L’IA est partout au travail… mais pas la formation.
Selon une nouvelle étude de Study.com, 89 % des employés utilisent désormais l’IA dans le cadre de leur travail, alors même que la plupart ne disposent d’aucune formation officielle pour le faire. Ces résultats suggèrent que l’IA s’est généralisée au travail, mais que la formation n’a pas suivi le rythme.
L’enquête, menée auprès de 1 000 travailleurs en activité dans différents secteurs, montre que l’IA est devenue une composante habituelle du travail quotidien, principalement grâce à l’autoformation plutôt qu’à des programmes structurés. Ce décalage entre une utilisation généralisée et une formation limitée constitue un défi croissant pour les organisations, à mesure que l’IA s’intègre aux flux de travail quotidiens.
Des tâches rapides au cœur du travail
L’IA intervient bien plus souvent que comme simple outil ponctuel de productivité. Dans l’enquête, 41 % des employés ont déclaré utiliser l’IA quotidiennement ou plusieurs fois par jour, tandis que 33 % supplémentaires ont indiqué l’utiliser plusieurs fois par semaine, ce qui témoigne d’un usage fréquent et répété tout au long de la semaine de travail.
Cet usage concerne aussi bien les métiers techniques que les autres, les travailleurs s’appuyant sur l’IA pour des tâches telles que la recherche et l’analyse de données, la rédaction d’e-mails et de documents, la création de présentations et la programmation.
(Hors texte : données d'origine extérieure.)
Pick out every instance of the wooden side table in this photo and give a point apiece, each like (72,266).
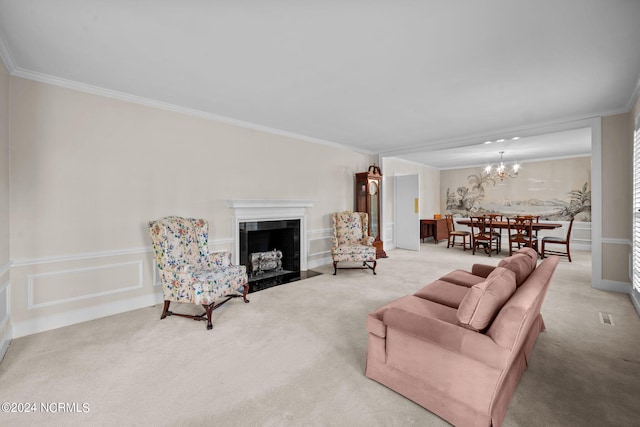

Cette diversité d’usages montre que l’IA devient une composante régulière du travail quotidien.
Des conseils limités
Bien que l’IA soit devenue courante dans le travail quotidien, de nombreux employés l’utilisent encore avec peu de soutien officiel.
L’enquête révèle que 46 % des travailleurs ont appris à utiliser l’IA par autoformation et tâtonnements, tandis qu’environ 33 % seulement des employés ont bénéficié d’une formation à l’IA. Ces chiffres donnent une idée de l’ampleur de l’utilisation de cette technologie sans enseignement structuré.
En outre, près d’un répondant sur quatre a déclaré que son employeur ne fournissait aucun soutien lié à l’IA, qu’il s’agisse de formation, de mentorat ou d’outils approuvés.
Dans une déclaration adressée à eWeek, le CEO de Study.com, Ádrian Ridner, a établi un lien entre ces résultats et la préparation de la main-d’œuvre à long terme. « Avec seulement 33 % des employés déclarant avoir accès à une formation à l’IA dispensée par leur employeur, intégrer le développement des compétences en IA dans les cursus menant à un diplôme est essentiel pour préparer la main-d’œuvre de demain. »
La productivité face à l’incertitude
Selon l’étude, l’IA apporte des gains de productivité évidents à de nombreux travailleurs. Soixante-quatorze pour cent des répondants ont déclaré que l’IA leur facilitait le travail. La confiance dans les résultats est également élevée : 68 % disent se sentir assez ou très à l’aise pour utiliser l’IA afin d’accomplir des tâches quotidiennes.
Cette confiance diminue toutefois lorsque des règles et des limites entrent en jeu : 35 % ont déclaré être très à l’aise pour utiliser l’IA dans le respect des politiques de leur entreprise. Certains répondants ont fait état d’incertitudes sur ce qui est autorisé, environ 20 % affirmant utiliser l’IA avec prudence parce qu’ils ne sont pas sûrs des règles.
La préparation, nouvelle exigence
La formation à l’IA dispensée par l’employeur restant limitée, la responsabilité de l’apprentissage se déplace plus tôt dans le parcours professionnel. L’enquête montre que 54 % des travailleurs sont principalement motivés à développer leurs compétences en IA pour être plus performants dans leur poste actuel, faisant de la performance professionnelle le principal moteur de l’apprentissage de l’IA.
Parallèlement, de nombreux travailleurs affirment qu’il n’est pas facile de développer ces compétences. Quarante et un pour cent citent le manque de temps comme un obstacle à l’apprentissage de l’IA, tandis que 33 % évoquent la peur de commettre des erreurs. D’autres font état d’un accès limité aux outils d’IA ou à la technologie, du coût de la formation et du manque de soutien de leur employeur, soulignant combien il peut être difficile de développer des compétences en IA une fois en poste.
Les universités commencent à officialiser la formation à l’IA, la Boston University School of Law préparant un nouveau certificat consacré à la pratique du droit.